You are well aware that the mission of the Church in the world is eminently spiritual and therefore distinct from the political order. The Church nonetheless offers civil society the contribution of her teaching, her two-thousand-year experience of humanity’s journey through history, and her many different forms of service to the human family. She knows that society will develop peacefully and prosper only to the extent that it reflects the moral order established by God, the Creator, who from the fullness of his love seeks to draw all men and women into the wholeness of his life. It is for this reason that the Holy See speaks so insistently to the international community about the duty to respect human dignity and about the fundamental importance of supporting the family as the primary cell of society.
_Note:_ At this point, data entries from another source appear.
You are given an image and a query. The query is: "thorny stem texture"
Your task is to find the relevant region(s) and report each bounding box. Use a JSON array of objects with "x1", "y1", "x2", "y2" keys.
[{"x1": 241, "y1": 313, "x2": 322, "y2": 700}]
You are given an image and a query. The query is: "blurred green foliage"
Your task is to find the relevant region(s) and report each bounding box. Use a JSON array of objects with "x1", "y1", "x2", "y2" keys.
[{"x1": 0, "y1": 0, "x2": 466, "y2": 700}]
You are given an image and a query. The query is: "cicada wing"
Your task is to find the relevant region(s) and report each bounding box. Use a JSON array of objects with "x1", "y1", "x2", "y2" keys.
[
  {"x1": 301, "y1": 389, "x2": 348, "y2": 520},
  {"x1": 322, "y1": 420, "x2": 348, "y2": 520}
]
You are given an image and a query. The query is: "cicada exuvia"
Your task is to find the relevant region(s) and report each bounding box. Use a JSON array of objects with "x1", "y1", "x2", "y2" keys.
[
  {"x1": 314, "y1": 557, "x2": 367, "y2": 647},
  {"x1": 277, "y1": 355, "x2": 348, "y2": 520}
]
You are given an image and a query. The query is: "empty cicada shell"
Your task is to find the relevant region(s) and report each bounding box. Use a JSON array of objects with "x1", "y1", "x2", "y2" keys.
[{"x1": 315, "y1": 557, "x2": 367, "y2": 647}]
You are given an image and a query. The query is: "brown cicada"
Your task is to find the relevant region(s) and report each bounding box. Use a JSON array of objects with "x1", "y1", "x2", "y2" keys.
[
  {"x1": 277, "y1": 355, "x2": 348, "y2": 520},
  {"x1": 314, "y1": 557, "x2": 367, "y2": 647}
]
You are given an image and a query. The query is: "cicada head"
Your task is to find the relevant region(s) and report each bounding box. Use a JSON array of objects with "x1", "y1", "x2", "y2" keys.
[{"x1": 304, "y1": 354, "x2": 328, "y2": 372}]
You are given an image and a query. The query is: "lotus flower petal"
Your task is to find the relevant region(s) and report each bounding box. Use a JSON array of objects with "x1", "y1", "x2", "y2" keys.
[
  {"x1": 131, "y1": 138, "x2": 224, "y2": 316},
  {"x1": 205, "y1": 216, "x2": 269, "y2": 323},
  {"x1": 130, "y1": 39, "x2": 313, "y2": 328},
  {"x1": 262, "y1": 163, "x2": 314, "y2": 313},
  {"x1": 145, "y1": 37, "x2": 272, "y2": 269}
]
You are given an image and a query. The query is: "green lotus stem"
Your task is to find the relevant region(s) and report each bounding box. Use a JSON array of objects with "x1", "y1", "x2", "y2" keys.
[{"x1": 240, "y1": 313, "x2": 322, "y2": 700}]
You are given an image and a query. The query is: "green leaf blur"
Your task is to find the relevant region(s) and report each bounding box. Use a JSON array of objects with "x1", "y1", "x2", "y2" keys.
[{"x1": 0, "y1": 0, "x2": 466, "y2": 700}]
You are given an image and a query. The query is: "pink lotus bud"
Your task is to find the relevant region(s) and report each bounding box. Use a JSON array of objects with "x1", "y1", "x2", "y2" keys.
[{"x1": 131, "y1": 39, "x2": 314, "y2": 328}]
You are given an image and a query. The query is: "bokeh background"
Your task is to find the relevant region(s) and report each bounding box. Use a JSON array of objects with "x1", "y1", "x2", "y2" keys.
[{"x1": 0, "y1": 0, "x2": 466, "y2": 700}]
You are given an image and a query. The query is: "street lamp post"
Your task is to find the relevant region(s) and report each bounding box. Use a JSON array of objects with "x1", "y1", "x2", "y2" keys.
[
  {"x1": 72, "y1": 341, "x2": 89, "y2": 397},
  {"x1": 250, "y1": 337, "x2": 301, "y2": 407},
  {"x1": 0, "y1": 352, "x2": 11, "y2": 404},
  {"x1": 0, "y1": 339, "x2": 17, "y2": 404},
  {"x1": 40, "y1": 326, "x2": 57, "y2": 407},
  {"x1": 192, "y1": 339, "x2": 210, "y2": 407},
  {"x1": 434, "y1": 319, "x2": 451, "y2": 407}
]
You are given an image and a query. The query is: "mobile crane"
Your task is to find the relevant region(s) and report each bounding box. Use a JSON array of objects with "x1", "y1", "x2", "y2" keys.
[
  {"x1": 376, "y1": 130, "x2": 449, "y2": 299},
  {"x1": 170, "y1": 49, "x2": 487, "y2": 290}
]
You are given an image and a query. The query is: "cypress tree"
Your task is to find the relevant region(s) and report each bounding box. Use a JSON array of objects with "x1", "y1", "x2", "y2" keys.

The scourge of destructive social ills, present in many societies and which undermine moral values and threaten family life, is a great tragedy of our time. Drug trafficking, gang violence, attacks on law and order, oppression of women and children are all part of the ‘culture of death’ which social institutions must assiduously work together to overcome. I note with appreciation Your Excellency’s reference to your Government’s principal priority of achieving reconciliation and national unity through the promotion of wholesome values and attitudes. Such objectives depend upon the ability of all members of society to feel that they have a stake in their national community and that they are able to contribute to its progress. For her part, the Catholic Church, in proclaiming the Gospel of life received from her Lord, ardently desires to promote among all people, and especially among the young, the culture of truth and love which leads to authentic freedom and happiness.

During my visit to Kingston I encouraged the Jamaican people to let the Gospel transform their lives and society. The future of society, I observed, is essentially linked to the strength of its families, and it is indispensable that every person of good will should be committed to saving and promoting the family as the most effective means for humanizing and personalizing society. The God-given dignity of every person is first realized and experienced within the family. When this dignity is expressed in principles of equality, justice and respect for the common good, the renewal of society is assured.